Petroleum Minister Tareq al Molla tells Arab media the al Zohr field will be a major boon for the economy, saving $750 million to possibly several billion dollars a year in energy costs.
He says that the giant al Zohr gas field has a reserve of 30 trillion cubic feet and the first phase of production of 1.2 billion cubic feet per day is expected to be reached around mid 2018, with production being ramped up to 2.7 billion cubic feet per day by mid- to late 2019.
Italy's ENI petroleum company is heading production of the al Zohr field, while the BP company is overseeing production of another large undersea gas field off Egypt's Nile Delta region, known as al Nooros.
Al Molla told Egyptian media the al Nooros field presents an unexpected bonus.
Al Molla said he was expecting a production of 350 million cubic feet per day [from the al Nooros field], but production has reached 1.1 billion cubic feet per day, which came as a pleasant surprise.
Natural gas use
Egyptian consumers use natural gas for cooking, heating and running natural gas-powered vehicles. The government is also planning to produce more electricity with natural gas powered plants, now that water levels on the Nile are in danger of dropping from construction of a new dam in Ethiopia. Egypt's Aswan High Dam produces electricity from Nile water.

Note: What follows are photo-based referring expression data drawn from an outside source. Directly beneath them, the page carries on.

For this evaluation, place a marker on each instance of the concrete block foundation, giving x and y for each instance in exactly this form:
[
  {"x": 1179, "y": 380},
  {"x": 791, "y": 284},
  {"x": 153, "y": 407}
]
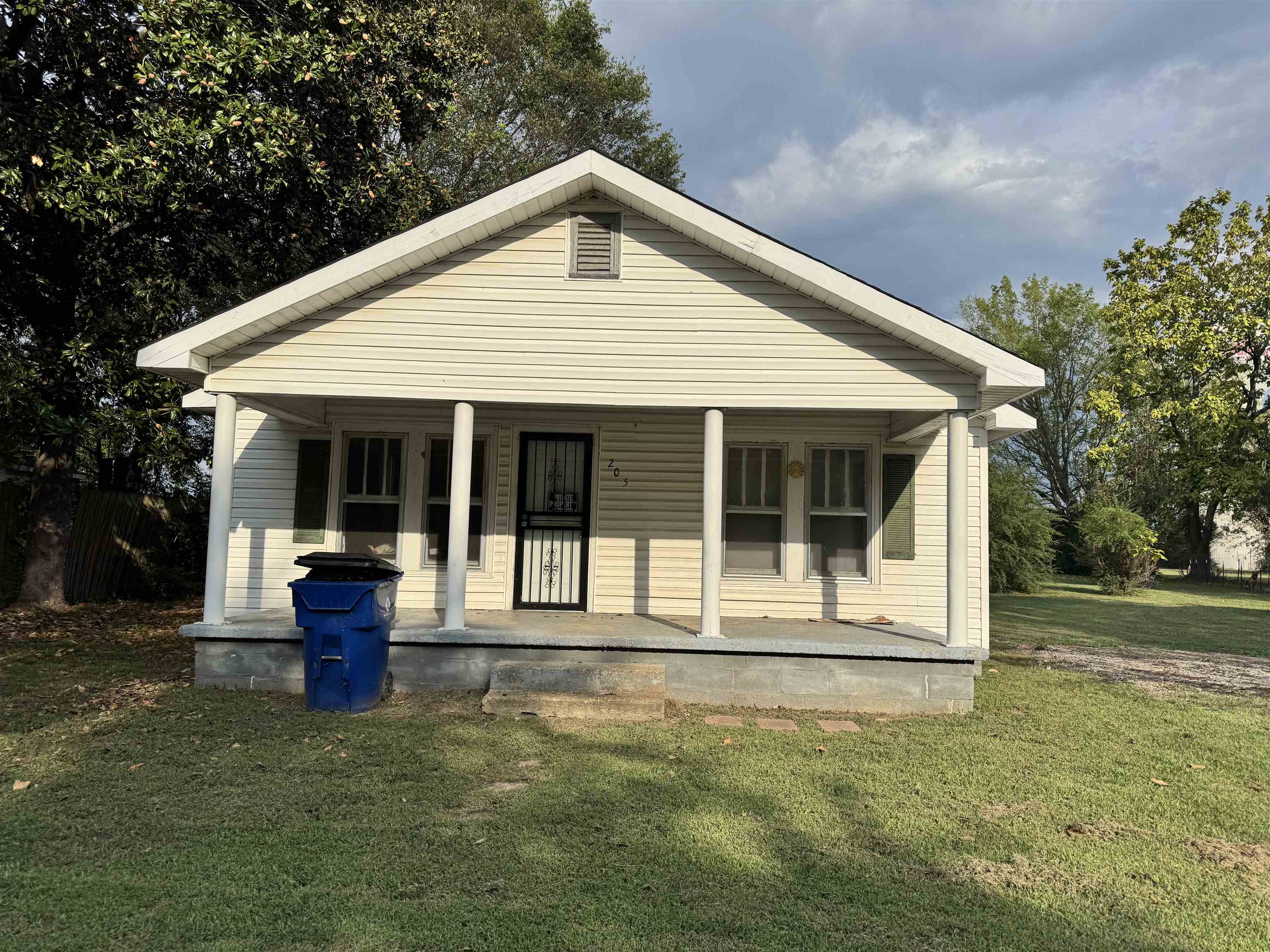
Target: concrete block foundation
[{"x": 870, "y": 685}]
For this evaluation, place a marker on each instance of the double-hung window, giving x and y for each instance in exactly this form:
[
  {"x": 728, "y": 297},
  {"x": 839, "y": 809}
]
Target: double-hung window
[
  {"x": 436, "y": 511},
  {"x": 371, "y": 495},
  {"x": 754, "y": 511},
  {"x": 837, "y": 486}
]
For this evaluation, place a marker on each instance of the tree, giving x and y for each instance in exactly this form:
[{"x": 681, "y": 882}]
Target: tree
[
  {"x": 1119, "y": 547},
  {"x": 1189, "y": 369},
  {"x": 1020, "y": 530},
  {"x": 159, "y": 160},
  {"x": 1058, "y": 328},
  {"x": 545, "y": 89},
  {"x": 160, "y": 163}
]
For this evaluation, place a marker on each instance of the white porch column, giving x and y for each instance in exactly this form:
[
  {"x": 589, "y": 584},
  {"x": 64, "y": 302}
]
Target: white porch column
[
  {"x": 711, "y": 525},
  {"x": 958, "y": 527},
  {"x": 220, "y": 509},
  {"x": 460, "y": 503}
]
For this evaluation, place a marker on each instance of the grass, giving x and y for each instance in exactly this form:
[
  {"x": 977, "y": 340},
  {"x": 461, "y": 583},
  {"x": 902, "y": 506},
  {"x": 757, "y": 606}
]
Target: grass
[
  {"x": 1174, "y": 615},
  {"x": 163, "y": 815}
]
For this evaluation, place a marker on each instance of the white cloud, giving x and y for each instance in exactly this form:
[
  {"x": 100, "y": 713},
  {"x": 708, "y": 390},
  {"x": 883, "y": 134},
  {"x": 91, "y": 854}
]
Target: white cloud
[{"x": 1044, "y": 168}]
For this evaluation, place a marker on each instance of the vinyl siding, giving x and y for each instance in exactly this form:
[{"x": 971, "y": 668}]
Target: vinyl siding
[
  {"x": 684, "y": 327},
  {"x": 646, "y": 549}
]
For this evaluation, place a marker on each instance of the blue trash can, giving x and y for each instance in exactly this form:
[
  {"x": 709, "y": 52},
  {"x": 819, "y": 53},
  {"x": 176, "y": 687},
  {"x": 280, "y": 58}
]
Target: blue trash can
[{"x": 346, "y": 605}]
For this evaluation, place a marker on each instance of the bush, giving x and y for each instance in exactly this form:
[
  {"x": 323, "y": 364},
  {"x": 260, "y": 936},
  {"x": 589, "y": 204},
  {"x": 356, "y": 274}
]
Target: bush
[
  {"x": 1020, "y": 531},
  {"x": 1119, "y": 549}
]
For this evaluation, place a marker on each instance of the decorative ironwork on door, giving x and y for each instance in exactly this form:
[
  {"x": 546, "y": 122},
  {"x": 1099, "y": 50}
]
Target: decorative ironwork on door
[{"x": 553, "y": 521}]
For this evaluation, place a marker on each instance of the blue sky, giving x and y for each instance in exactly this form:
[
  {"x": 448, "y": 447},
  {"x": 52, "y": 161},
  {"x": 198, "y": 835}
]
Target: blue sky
[{"x": 931, "y": 148}]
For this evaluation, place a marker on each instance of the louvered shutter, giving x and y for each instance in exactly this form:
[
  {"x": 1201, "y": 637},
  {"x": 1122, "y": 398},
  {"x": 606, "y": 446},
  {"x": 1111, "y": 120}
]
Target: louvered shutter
[
  {"x": 897, "y": 507},
  {"x": 313, "y": 476},
  {"x": 595, "y": 253}
]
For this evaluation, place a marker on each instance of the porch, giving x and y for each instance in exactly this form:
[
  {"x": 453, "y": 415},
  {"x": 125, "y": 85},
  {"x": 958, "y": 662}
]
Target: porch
[{"x": 769, "y": 663}]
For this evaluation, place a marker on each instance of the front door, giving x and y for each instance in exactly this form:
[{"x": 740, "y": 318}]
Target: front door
[{"x": 553, "y": 522}]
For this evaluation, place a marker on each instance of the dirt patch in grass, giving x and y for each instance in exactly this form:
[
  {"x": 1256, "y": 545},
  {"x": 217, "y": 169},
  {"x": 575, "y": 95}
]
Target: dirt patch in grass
[
  {"x": 1253, "y": 859},
  {"x": 1019, "y": 874},
  {"x": 1001, "y": 812},
  {"x": 1159, "y": 671},
  {"x": 1101, "y": 831}
]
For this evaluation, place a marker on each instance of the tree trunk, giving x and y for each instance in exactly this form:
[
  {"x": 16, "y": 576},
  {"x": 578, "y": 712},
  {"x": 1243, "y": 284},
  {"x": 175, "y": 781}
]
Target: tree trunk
[
  {"x": 53, "y": 514},
  {"x": 1199, "y": 540}
]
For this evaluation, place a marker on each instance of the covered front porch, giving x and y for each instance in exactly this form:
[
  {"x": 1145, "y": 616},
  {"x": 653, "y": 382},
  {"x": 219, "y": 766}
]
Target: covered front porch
[{"x": 768, "y": 663}]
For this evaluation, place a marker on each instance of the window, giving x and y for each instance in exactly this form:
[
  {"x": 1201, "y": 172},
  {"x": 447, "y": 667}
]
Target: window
[
  {"x": 313, "y": 478},
  {"x": 898, "y": 532},
  {"x": 371, "y": 498},
  {"x": 839, "y": 513},
  {"x": 595, "y": 244},
  {"x": 436, "y": 511},
  {"x": 754, "y": 511}
]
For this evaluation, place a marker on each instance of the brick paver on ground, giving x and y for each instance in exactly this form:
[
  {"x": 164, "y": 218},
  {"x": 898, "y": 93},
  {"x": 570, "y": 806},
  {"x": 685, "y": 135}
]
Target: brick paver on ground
[
  {"x": 775, "y": 724},
  {"x": 835, "y": 726}
]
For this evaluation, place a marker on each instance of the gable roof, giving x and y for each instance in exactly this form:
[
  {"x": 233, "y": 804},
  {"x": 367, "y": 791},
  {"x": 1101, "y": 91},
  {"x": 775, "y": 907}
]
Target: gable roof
[{"x": 186, "y": 355}]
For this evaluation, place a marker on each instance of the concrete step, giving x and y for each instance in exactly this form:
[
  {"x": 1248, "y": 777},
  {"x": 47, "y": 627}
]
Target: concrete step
[{"x": 604, "y": 692}]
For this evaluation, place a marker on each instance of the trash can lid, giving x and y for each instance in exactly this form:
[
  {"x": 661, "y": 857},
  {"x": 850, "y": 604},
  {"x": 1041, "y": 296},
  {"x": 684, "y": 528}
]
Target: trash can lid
[{"x": 345, "y": 560}]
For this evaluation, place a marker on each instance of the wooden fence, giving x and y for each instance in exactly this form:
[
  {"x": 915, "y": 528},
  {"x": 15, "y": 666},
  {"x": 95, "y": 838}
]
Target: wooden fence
[{"x": 113, "y": 532}]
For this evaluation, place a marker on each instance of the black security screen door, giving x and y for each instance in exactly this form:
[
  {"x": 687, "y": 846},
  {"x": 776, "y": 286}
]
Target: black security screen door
[{"x": 553, "y": 522}]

Egyptian President Abdel Fattah el Sisi recently met with the leaders of Cyprus and Greece to discuss the prospects of economic cooperation, as Cypriot undersea gas is also brought online. Prospects of laying an undersea pipeline to Greece and exporting gas to Europe were also discussed.
He says the discovery of energy in the eastern Mediterranean could be an important factor in achieving stability and peace, in addition to the fact that these discoveries could supplement the energy needs of Europe and diversify its energy sources, adding to the strategic importance of countries like Egypt and Cyprus.
Contractual arrangements give Egypt 40 percent of the revenue from the al Zohr.
Georgetown University adjunct professor Paul Sullivan is cautious about Egypt's natural gas windfall, telling VOA estimates of possible reserves are sometimes off the mark.
"What is actually in place is not the same amount of natural gas that can be taken out, and if they are talking about 500 million cubic feet per day, it could be 350, it could be 500, it could be 600," Sullivan said. "There are lots of geological and other things that happen and pressures change, and frankly, inside of gas fields, it is hard to tell exactly what you are going to get out of them within five to 10 years."
Sullivan says that al Zohr is "one of the biggest fields in the world discovered in the past 20 years," but he added, "There is also a lot of competition in the area," which could depress prices in the regional market. Israel has already been producing gas from its undersea natural gas reserves for some time, and Lebanon and Cyprus are in various stages of starting production.